Don’t get me wrong – right now the cleanups are necessary and I applaud all those worthy volunteers. But isn’t our approach a bit short-sighted!
How could we really CELEBRATE National Cleanup Week? Imagine not having to clean up, for starters? We need to start preparing now – with awareness-raising about behaviours that cause litter. About purchases that result in waste and litter. Reminding last year’s participants that cleaning-up was an eye-opener, sure, but shouldn’t need repeating. We’ve already seen how great our surroundings can look – and we aim to keep them that way. Not for us cleanups merely to show the rest of the world how we CAN look. Oh no, we’re after cleaner surroundings FOR US.
Imagine celebrating National Cleanup Week when there‘s nothing to clean up. It will become a day of real celebration.
What if we set ourselves a goal of improved health? Improved health requires improved nutrition, cleaner air, water and surroundings, and adequate exercise. Let’s educate ourselves and others about how to obtain good nutrition – certainly not from chip packets, sweets or sugary, coloured cold drinks. Seeking good nutrition means seeking fresh fruit and veg over expensive, processed ‘treats’.
If good health is our goal, we can seek to grow our own produce. We can feed the soil with compost made from fruit and veg peelings and other organic matter, so eliminating the odours and mess that result from dumped food waste. We can nurture earthworms to munch their way through the organic matters. And all of this activity constitutes a good dollop of healthy exercise in the open air. Everyone in the family can do their bit in the garden. Improved family-time can result. We’ll also have more money in our own pockets when we’re growing real food for ourselves and not buying ‘junk foods’ from shops.
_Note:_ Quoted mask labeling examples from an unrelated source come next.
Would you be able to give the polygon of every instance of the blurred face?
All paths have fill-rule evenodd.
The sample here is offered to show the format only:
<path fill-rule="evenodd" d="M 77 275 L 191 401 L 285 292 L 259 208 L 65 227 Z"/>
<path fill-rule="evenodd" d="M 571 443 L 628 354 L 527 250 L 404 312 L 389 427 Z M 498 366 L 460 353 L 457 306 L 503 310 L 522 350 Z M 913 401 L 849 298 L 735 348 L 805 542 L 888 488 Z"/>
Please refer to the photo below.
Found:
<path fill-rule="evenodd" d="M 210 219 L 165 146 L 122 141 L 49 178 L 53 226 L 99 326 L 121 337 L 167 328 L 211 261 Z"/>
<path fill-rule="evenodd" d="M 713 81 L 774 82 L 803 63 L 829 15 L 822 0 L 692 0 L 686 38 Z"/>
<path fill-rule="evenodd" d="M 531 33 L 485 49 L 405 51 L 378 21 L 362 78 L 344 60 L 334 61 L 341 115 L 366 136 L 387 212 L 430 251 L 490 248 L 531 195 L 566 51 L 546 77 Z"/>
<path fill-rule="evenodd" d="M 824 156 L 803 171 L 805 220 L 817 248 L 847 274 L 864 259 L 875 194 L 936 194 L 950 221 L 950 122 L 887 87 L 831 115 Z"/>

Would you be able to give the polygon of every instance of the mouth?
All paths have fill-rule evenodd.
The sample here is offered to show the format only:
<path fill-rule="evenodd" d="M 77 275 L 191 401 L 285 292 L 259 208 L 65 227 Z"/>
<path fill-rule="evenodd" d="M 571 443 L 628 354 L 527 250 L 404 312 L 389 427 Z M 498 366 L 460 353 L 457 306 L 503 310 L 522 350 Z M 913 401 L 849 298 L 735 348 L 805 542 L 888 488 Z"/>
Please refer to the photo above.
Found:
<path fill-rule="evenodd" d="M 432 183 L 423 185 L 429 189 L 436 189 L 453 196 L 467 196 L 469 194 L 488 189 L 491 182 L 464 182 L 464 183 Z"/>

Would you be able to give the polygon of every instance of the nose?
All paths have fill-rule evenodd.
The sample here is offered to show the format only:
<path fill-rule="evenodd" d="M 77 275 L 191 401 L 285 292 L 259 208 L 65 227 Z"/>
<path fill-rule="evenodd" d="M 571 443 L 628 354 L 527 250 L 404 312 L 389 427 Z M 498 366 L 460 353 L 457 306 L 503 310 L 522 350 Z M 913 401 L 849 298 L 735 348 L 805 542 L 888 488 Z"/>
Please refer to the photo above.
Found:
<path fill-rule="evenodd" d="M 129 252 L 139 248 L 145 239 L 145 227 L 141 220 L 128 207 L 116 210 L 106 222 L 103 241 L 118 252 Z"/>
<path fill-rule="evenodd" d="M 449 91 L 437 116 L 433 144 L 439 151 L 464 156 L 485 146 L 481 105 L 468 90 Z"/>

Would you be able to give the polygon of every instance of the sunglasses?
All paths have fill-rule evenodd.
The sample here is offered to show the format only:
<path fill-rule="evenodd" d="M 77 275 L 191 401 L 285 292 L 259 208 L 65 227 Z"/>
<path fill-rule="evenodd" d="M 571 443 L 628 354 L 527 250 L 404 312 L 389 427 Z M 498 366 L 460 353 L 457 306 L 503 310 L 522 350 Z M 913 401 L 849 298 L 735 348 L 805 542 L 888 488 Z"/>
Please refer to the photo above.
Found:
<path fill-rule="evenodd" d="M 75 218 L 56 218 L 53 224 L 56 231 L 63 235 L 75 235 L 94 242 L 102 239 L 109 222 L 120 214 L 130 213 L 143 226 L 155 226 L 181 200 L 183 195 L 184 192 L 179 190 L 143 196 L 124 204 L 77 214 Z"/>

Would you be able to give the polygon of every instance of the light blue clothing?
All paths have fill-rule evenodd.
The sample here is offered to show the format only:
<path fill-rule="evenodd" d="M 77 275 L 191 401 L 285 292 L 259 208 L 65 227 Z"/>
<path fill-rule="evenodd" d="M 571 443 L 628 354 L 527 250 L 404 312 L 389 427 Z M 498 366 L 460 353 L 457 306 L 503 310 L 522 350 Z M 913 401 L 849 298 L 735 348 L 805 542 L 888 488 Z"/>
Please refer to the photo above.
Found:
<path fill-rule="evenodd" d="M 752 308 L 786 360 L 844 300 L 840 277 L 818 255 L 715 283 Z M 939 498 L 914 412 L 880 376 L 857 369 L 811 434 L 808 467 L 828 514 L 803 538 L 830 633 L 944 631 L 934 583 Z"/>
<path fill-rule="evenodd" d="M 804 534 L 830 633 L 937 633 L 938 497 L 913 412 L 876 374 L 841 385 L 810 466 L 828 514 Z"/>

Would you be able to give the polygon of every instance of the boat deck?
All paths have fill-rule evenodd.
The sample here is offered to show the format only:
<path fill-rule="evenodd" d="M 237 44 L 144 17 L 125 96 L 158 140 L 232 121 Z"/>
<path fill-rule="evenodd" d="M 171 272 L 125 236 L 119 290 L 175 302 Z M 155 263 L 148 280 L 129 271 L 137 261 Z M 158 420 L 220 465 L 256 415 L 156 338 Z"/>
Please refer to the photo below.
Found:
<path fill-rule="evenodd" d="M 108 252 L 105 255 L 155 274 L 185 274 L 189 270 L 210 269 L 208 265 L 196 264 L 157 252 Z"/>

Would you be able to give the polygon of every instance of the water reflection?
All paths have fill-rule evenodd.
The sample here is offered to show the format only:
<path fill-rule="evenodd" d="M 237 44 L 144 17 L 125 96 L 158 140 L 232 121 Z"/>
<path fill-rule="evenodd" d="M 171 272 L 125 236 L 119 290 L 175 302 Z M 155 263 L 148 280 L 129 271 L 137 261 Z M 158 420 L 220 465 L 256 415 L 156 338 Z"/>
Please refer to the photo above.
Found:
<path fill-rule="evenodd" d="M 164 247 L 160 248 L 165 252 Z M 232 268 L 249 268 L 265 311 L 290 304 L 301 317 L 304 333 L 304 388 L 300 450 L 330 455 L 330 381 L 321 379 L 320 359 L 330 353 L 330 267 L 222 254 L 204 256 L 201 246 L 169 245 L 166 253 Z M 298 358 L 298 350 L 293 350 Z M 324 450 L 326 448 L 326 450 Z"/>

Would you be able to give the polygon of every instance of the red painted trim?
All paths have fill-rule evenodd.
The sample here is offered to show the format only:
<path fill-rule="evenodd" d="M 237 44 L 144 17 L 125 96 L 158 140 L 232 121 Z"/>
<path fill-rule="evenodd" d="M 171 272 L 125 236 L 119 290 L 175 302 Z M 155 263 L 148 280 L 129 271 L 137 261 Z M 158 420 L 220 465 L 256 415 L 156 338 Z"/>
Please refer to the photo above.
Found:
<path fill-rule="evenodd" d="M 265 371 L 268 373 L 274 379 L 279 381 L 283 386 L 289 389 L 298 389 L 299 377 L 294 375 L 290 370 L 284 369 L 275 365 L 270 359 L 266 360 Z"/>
Reduced consumption of chips, sweets, cold drinks etc. means less packaging waste and less litter. Less litter means cleaner surroundings and cleaner storm water drains and waterways. These mean less money having to be spent by authorities on cleaning up. More money in the authorities’ coffers means more funds available for more important issues – housing, health, crime prevention, education, etc. (The DEAT – Department of Environment and Tourism’s State of Environment Report for 1999 states that we collectively generate 42 million m3 of general waste p.a. in South Africa – closer to the quantity produced per capita in developed countries like the UK than in developing countries like Nepal. One can hardly imagine the millions of Rands that it takes to collect, cleanup and dispose of that volume. And these statistics relate to waste generation 10 years ago, with our consumption and littering having escalated drastically in the intervening period.)
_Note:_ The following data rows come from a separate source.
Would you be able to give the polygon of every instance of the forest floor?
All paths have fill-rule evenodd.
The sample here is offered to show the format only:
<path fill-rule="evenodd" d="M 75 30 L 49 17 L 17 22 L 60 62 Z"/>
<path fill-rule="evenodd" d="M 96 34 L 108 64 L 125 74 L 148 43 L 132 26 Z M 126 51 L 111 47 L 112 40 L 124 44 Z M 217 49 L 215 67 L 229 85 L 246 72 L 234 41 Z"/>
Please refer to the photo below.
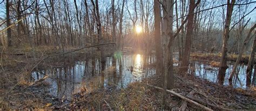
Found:
<path fill-rule="evenodd" d="M 227 54 L 227 61 L 235 62 L 237 59 L 238 54 Z M 221 53 L 191 53 L 190 58 L 194 60 L 205 60 L 212 61 L 220 61 L 221 57 Z M 241 64 L 248 64 L 249 61 L 250 55 L 243 54 L 240 60 Z M 256 61 L 254 63 L 256 64 Z"/>
<path fill-rule="evenodd" d="M 125 88 L 121 88 L 114 84 L 110 85 L 107 88 L 99 86 L 95 86 L 93 91 L 89 91 L 86 88 L 81 89 L 81 92 L 74 94 L 72 100 L 54 98 L 45 90 L 49 86 L 47 82 L 42 81 L 32 84 L 34 83 L 32 81 L 26 80 L 31 79 L 26 74 L 41 58 L 48 54 L 58 53 L 52 48 L 42 48 L 43 50 L 34 50 L 33 53 L 30 49 L 27 49 L 28 53 L 23 53 L 24 51 L 19 53 L 17 51 L 5 51 L 5 53 L 2 51 L 0 110 L 26 108 L 150 110 L 161 108 L 163 91 L 147 85 L 161 87 L 162 81 L 158 75 L 130 84 Z M 69 62 L 84 59 L 84 57 L 87 56 L 85 56 L 86 54 L 83 51 L 73 54 L 67 54 L 65 60 L 60 58 L 61 56 L 48 59 L 38 67 L 62 67 Z M 256 91 L 253 88 L 233 88 L 190 75 L 182 76 L 177 74 L 175 74 L 174 83 L 175 88 L 172 91 L 184 96 L 194 91 L 194 94 L 189 96 L 213 109 L 218 109 L 205 103 L 232 109 L 256 108 Z M 167 94 L 165 108 L 178 109 L 183 100 Z M 200 108 L 188 103 L 186 109 L 200 109 Z"/>

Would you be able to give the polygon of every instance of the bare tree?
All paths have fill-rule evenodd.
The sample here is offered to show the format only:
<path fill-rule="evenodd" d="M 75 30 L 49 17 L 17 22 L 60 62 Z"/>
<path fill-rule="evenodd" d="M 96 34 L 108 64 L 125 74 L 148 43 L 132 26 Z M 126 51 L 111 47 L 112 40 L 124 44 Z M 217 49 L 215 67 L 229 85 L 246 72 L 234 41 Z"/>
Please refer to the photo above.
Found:
<path fill-rule="evenodd" d="M 166 89 L 174 87 L 173 65 L 172 60 L 173 36 L 172 26 L 173 20 L 173 1 L 164 0 L 162 5 L 163 10 L 163 43 L 164 56 L 164 91 L 162 105 L 165 106 Z M 162 108 L 163 107 L 162 107 Z"/>
<path fill-rule="evenodd" d="M 154 41 L 157 58 L 156 74 L 163 73 L 163 51 L 161 47 L 160 7 L 158 0 L 154 0 Z"/>
<path fill-rule="evenodd" d="M 102 37 L 102 23 L 100 22 L 100 17 L 99 15 L 99 4 L 98 2 L 98 0 L 96 0 L 95 4 L 93 2 L 93 0 L 91 0 L 91 3 L 94 7 L 94 11 L 96 13 L 95 18 L 96 18 L 96 23 L 97 23 L 97 31 L 98 32 L 98 39 L 99 40 L 100 44 L 103 43 L 103 38 Z M 104 51 L 104 46 L 100 46 L 100 57 L 101 57 L 101 63 L 104 64 L 105 63 L 105 54 Z"/>
<path fill-rule="evenodd" d="M 199 0 L 200 1 L 200 0 Z M 188 16 L 187 17 L 187 27 L 186 34 L 185 49 L 183 54 L 183 59 L 180 65 L 180 71 L 183 73 L 187 71 L 189 64 L 190 52 L 191 51 L 191 39 L 193 37 L 193 22 L 194 21 L 194 9 L 196 8 L 194 0 L 191 0 Z"/>
<path fill-rule="evenodd" d="M 10 3 L 9 0 L 6 1 L 6 26 L 7 27 L 11 25 L 10 19 Z M 11 29 L 9 28 L 7 29 L 7 39 L 8 41 L 8 46 L 12 45 L 11 40 Z"/>
<path fill-rule="evenodd" d="M 254 84 L 254 77 L 255 76 L 255 68 L 256 68 L 255 64 L 254 64 L 255 62 L 255 52 L 256 52 L 256 31 L 254 31 L 254 39 L 253 43 L 252 45 L 251 50 L 251 54 L 249 58 L 249 61 L 248 61 L 247 68 L 246 68 L 246 86 L 249 87 L 251 85 L 252 79 L 252 84 Z M 253 78 L 252 78 L 252 69 L 253 68 L 253 64 L 254 64 L 254 72 Z"/>
<path fill-rule="evenodd" d="M 227 0 L 227 8 L 225 21 L 224 33 L 223 37 L 223 45 L 221 51 L 221 57 L 220 60 L 220 67 L 219 68 L 219 74 L 218 75 L 218 82 L 220 85 L 223 85 L 224 78 L 226 74 L 226 70 L 227 68 L 227 40 L 229 38 L 230 25 L 232 14 L 233 8 L 235 0 Z"/>

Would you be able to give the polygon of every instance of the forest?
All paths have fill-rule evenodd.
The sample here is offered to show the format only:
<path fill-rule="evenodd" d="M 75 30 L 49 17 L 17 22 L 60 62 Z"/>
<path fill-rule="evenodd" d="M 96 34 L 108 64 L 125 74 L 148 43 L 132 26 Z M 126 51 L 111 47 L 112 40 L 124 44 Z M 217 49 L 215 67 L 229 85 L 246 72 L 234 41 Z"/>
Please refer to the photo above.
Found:
<path fill-rule="evenodd" d="M 0 110 L 256 109 L 255 0 L 1 0 Z"/>

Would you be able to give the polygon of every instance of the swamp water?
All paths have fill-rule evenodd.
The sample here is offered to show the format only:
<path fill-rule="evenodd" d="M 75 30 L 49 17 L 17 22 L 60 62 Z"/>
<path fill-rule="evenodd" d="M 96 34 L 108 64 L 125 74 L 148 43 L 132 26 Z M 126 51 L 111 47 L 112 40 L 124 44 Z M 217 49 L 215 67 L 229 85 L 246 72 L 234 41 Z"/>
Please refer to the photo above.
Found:
<path fill-rule="evenodd" d="M 105 65 L 101 65 L 98 59 L 88 59 L 76 61 L 69 67 L 52 67 L 35 71 L 32 75 L 37 80 L 43 78 L 45 74 L 49 75 L 49 77 L 45 81 L 50 84 L 48 88 L 50 94 L 57 98 L 64 96 L 71 99 L 73 94 L 80 92 L 82 89 L 86 89 L 86 92 L 90 93 L 98 87 L 108 88 L 110 86 L 114 85 L 117 88 L 123 88 L 131 82 L 151 77 L 155 74 L 156 70 L 153 67 L 146 66 L 154 64 L 155 58 L 154 56 L 146 57 L 140 54 L 124 54 L 120 60 L 117 60 L 116 65 L 112 63 L 112 57 L 106 57 Z M 122 66 L 119 65 L 121 64 Z M 174 65 L 177 66 L 178 64 Z M 225 77 L 225 85 L 228 84 L 228 79 L 233 65 L 228 65 L 228 66 Z M 246 87 L 246 65 L 238 67 L 240 69 L 238 78 L 241 84 L 237 79 L 234 79 L 235 87 Z M 216 82 L 218 69 L 218 67 L 211 66 L 206 63 L 192 61 L 188 73 Z"/>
Imagine a new-style National Cleanup Week – celebrating good nutrition and good health, cleaner air and water. We could serve healthy home-grown food produced by our own labours, topped off with fresh fruit drinks – food and drink which don’t contribute to litter but do contribute to good health and good cheer. We’d have singing and dancing, games and poetry, mime and rhyme. Let’s start now – some ideas for how to get going:
- Schools can tackle tuck-shop trash by switching focus gradually to serving healthy, nutritious foods only – served in compostable paper. An audit of what’s currently on offer in the tuck-shop, and the litter that it causes, will point the way to go.
- Participants in this year’s cleanups can take the following message to sponsors – prevention is better and much more fun than cure. Seek their support to change habits in your community so that next year your ‘celebration’ can be altogether different to this year’s. The new-style celebration will celebrate no labour and no cleanup costs – but rather improved health, clean surroundings and a reduced community footprint.
Which way will you choose to ‘celebrate?’ The ‘old’ way perhaps for this year – but make sure that your organization/ school/ community knows that next year National Cleanup Week will be something completely different. It’s up to us to make it that way! (Download a copy of this article.)
*National Cleanup Week is the 14th – 19th of September 2009.